Weerkundigen bestuderen voortdurend het weer, dat elke dag weer anders is. Het ene moment nat, dan weer droog, zonnig , half-bewolkt, bewolkt, windstil of niet. Enfin, het wisselvallige karakter van het weer is geen nieuws. De weermetingen betreffen bewolking, neerslag, wind, temperatuur en luchtdruk en ze worden gedaan op de grond, vanaf schepen en vliegtuigen en vanaf kunstmanen die in een baan rond de aarde draaien. Al die gegevens worden vastgelegd. Dat levert een grote hoeveelheid gegevens op over de jaren. Deze langjarige gemiddelden van alle meetresultaten door de jaren heen geven een beeld van het klimaat van een gebied. De samenvatting daarvan vind je in een klimaatdiagram. Hieronder staat het klimaatdiagram van Nederland.

In Nederland worden langjarige gemiddelden over een periode van 30 jaar gebruikt om het klimaat in Nederland te beschrijven. Die periode verschuift. In de jaren ’70 van de vorige eeuw bijvoorbeeld werd hiervoor de periode tussen 1 januari 1931 en 31 december 1960 aangehouden. Vanaf 2011 houden weerkundigen de periode tussen 1 januari 1981 en 31 december 2010 aan.

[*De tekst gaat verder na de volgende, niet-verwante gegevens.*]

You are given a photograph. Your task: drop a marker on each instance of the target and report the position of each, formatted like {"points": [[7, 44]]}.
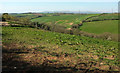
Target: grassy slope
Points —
{"points": [[99, 27], [105, 16], [62, 48], [64, 20]]}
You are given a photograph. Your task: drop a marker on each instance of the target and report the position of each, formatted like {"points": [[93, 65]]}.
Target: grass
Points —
{"points": [[99, 27], [58, 48], [64, 20], [104, 16]]}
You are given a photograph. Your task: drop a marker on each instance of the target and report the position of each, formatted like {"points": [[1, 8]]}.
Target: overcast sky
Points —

Om het klimaat in Nederland te beschrijven, berekenen weerkundigen ook langjarige gemiddelden van meetgegevens uit de hele 18e, 19e en 20e eeuw en uit alle jaren vanaf 1706 samen. Het gemiddelde weer in Nederland is weergegeven in de klimaatgrafiek en de film “Weer en klimaat in Nederland”.

Video: Weer en klimaat in Nederland

Vragen

  1. Welke twee kenmerken bepalen volgens de film het klimaat in Nederland?
  2. Waarom wordt dit klimaat in de film “gematigd” genoemd?
  3. Bekijk de grafiek op deze pagina. Wat kun je opmerken over de verdeling van de neerslag door het jaar heen? Kun je spreken van natte en droge seizoenen?

Stap 2

Klimaten verschillen van elkaar
Niet alleen in Nederland is gekeken naar het langjarig gemiddelde weer. Door dergelijk onderzoek zijn de klimaten wereldwijd in kaart gebracht. Er zijn nogal wat verschillen, maar ook overeenkomsten. Klimaten zijn min of meer in zones over de aarde verdeeld. Zie de film “Klimaatzones van de wereld”.

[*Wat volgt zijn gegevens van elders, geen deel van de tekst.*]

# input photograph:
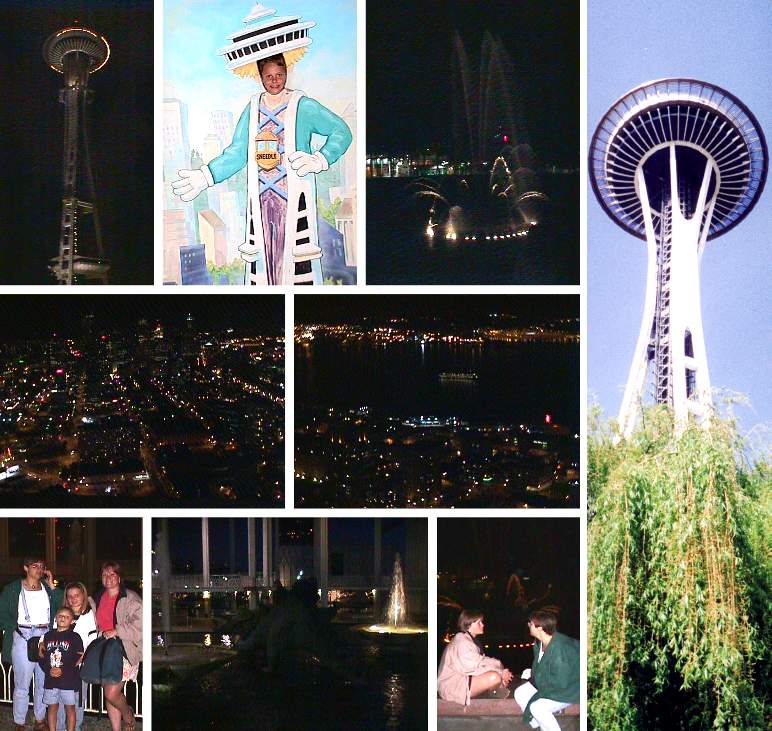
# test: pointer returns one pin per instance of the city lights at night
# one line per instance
(142, 401)
(420, 402)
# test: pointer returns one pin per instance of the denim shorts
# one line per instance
(59, 695)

Video: Klimaatzones van de wereld

Bestudeer vervolgens het onderdeel weer en klimaat uit de Kennisbank.

KB: Weer en klimaat

Tot slot kunnen de teksten hieronder je helpen bij het beantwoorden van de vragen onderaan de pagina.

Invloed van water
Niet alleen de instraling van de zon bepaalt het klimaat. De ligging ten opzichte van water, vlakbij zee of niet, is ook belangrijk. De temperatuur van zeewater schommelt minder hard dan de temperatuur op het vasteland. Dat geldt zowel voor dag- en nachtverschillen als voor de seizoenen. De nabijheid van zeewater heeft daarom een matigende werking op de temperatuur. In de buurt van zeewater is het ’s winters minder koud en ’s zomers minder warm dan op plaatsen verder weg van de zee.

Bergen
Ook bergketens hebben invloed op het klimaat, vooral als ze in een gebied liggen waar het hele jaar wind van zee waait. Die wind voert vochtige lucht aan die door de bergketen omhoog wordt gestuwd. Daardoor koelt de lucht af en regenen de wolken uit. De droge lucht daalt aan de andere (lij)zijde van de bergketen en zorgt daar voor een droog klimaat.
Je vindt een dergelijk gebied, groen aan één kant en droog aan de andere, in de Canadese Coast Mountains, een bergketen langs de Canadese westkust.

Zeestromen
Ten slotte wordt het klimaat op sommige plekken beïnvloed door zeestromen. Over zeestromen en hun invloed op het klimaat is een aparte les gemaakt.

Vragen

  1. Waarom is het op het aardoppervlak gemiddeld kouder naarmate je verder van de evenaar af bent en dichter bij de Noord- of Zuidpool?
  2. Welke klimaatzones op aarde worden in de film genoemd?
  3. Waar wordt het ’s nachts in Nederland vaak het koudst, in Enschede of in Haarlem?
  4. New York en Middelburg liggen aan zee. New York ligt ongeveer op dezelfde hoogte als Madrid en een stuk dichter bij de evenaar dan Middelburg. Toch kun je in New York ’s winters vaker op natuurijs schaatsen dan in Middelburg. Hoe komt dat?

Stap 3

De klimaatindeling van Köppen
Om de verschillende klimaten in kaart te brengen en voor iedere plek op aarde passend te beschrijven, heeft Köppen een klimaatclassificatie gemaakt. Wladimir Köppen was behalve klimatoloog ook botanicus. Zijn indeling is gebaseerd op plantengroei.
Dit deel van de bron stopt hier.